Time to pause for a second while I explain why a broken foot was worth it; just to get to deliver one tough guy line.
The real reason is that I had him reacting emotionally. I was keeping him off balance, and the main reason he was delivering this beat down was to get into my head and warn me off of something. And I was winning. Now for the second, really cheesy reason. I hesitate to admit this but …
The thing about being a private eye is that you have to know how to take advantage of your timing. No matter how much you work on cultivating that “no nonsense”, “tougher than nails”, “dumb looking but smart on the inside”, “hard boiled gumshoe” lifestyle, the simple truth is that ninety-nine percent of the work you land is boring as all get out.
Skip traces, reading court records, checking websites, occasionally finding lost pets, and sneaking through bushes with a camera is most of what a P.I. does, like we talked about earlier. The majority of the work comes from one of three places–lawyers, courtrooms, and suburban wives with too much money and too little to do, who fill their hours with unfounded suspicions. A good P.I. is fast with a computer, since their usual day is just sitting at a desk scanning files.

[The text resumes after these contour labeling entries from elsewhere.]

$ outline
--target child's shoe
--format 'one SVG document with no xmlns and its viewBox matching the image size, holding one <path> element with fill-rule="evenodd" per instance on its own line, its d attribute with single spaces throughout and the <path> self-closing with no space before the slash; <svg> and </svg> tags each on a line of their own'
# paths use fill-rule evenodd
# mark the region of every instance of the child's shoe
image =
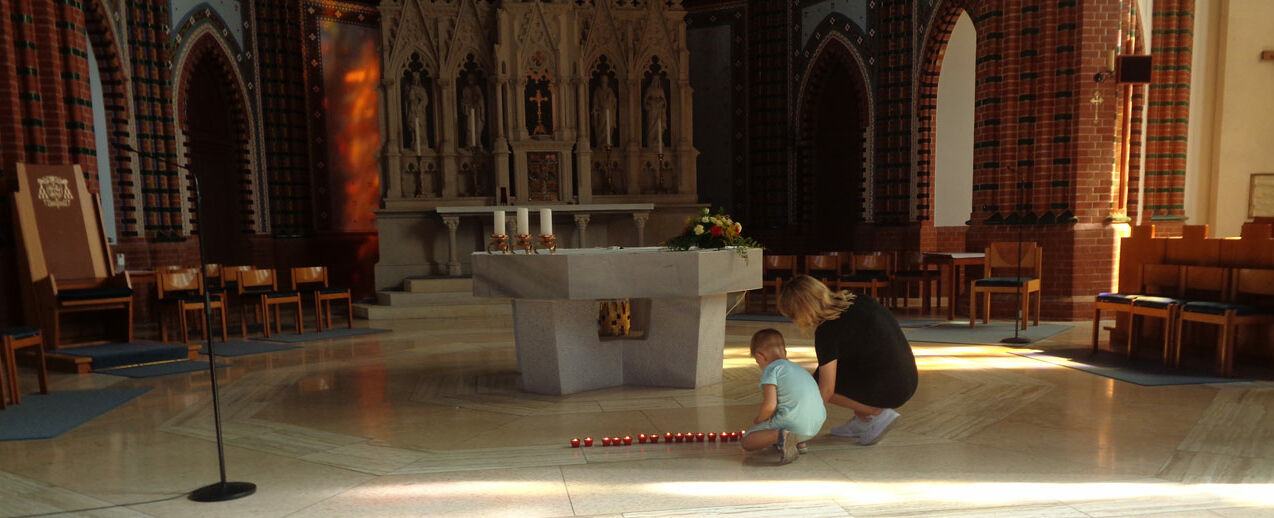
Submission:
<svg viewBox="0 0 1274 518">
<path fill-rule="evenodd" d="M 868 429 L 868 421 L 859 419 L 859 416 L 854 416 L 850 417 L 848 421 L 845 421 L 843 425 L 832 426 L 832 429 L 827 430 L 827 433 L 836 437 L 856 439 L 862 437 L 862 433 L 866 431 L 866 429 Z"/>
<path fill-rule="evenodd" d="M 889 430 L 889 425 L 898 419 L 898 412 L 893 409 L 884 409 L 875 417 L 871 417 L 866 423 L 866 430 L 859 437 L 859 444 L 871 445 L 884 437 L 884 433 Z"/>
<path fill-rule="evenodd" d="M 786 465 L 796 459 L 800 456 L 796 449 L 796 439 L 792 438 L 792 433 L 787 430 L 778 430 L 778 463 Z"/>
</svg>

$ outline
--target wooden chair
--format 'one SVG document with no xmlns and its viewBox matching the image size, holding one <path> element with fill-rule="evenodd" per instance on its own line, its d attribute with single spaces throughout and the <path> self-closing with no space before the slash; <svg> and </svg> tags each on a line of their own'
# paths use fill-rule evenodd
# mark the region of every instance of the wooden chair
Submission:
<svg viewBox="0 0 1274 518">
<path fill-rule="evenodd" d="M 784 291 L 784 283 L 796 276 L 796 256 L 766 255 L 761 263 L 761 289 L 748 291 L 744 309 L 752 309 L 753 297 L 761 298 L 761 312 L 769 311 L 768 289 L 775 290 L 775 305 L 778 305 L 778 294 Z"/>
<path fill-rule="evenodd" d="M 22 257 L 23 311 L 38 322 L 47 346 L 61 346 L 65 313 L 122 311 L 132 341 L 132 283 L 115 271 L 102 209 L 88 192 L 79 165 L 17 164 L 14 224 Z"/>
<path fill-rule="evenodd" d="M 842 258 L 842 271 L 837 279 L 837 288 L 860 290 L 880 300 L 880 290 L 889 288 L 889 276 L 893 274 L 893 256 L 885 252 L 854 252 Z M 889 305 L 894 305 L 892 302 Z"/>
<path fill-rule="evenodd" d="M 1191 267 L 1194 269 L 1194 267 Z M 1190 271 L 1187 270 L 1189 275 Z M 1235 342 L 1238 326 L 1274 323 L 1274 270 L 1236 269 L 1229 285 L 1231 302 L 1187 302 L 1177 314 L 1173 365 L 1181 363 L 1181 331 L 1186 322 L 1219 326 L 1217 364 L 1222 375 L 1235 373 Z M 1261 300 L 1264 299 L 1264 300 Z"/>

Which is why when you wake up to find yourself handcuffed to a chair in your own office, with a thug putting more shots into you than a sadistic E.R. doctor gives out during flu season, you have to thank your lucky stars and make the most of it. Which I did.
So now we’re gonna play out the next few seconds nice and slow, just so you can appreciate the finer details. As Mr. Oh-So-Clever-Repartee’s fist came rocketing towards my face, aimed at that same tooth, I braced both of my ankles against the chair legs and twisted my left wrist as hard as I could; which made my thumb collapse against my palm.
My first case ever was to find a lost German Shepherd. When I did find the dog, he attacked me and all but ripped my left thumb off. It never healed quit right, and I’ve been able to do interesting and occasionally useful party tricks with it since then. For some reason I can’t fathom, the left side of my body tends to get a lot more torn up than the right side.
My hand slid out of the cuffs, only taking a little skin with it, right as my own personal thug straight from the set of
Miami Vice
dropped an a-bomb on my face—finally ripping my left cheek open. Hello battle scar.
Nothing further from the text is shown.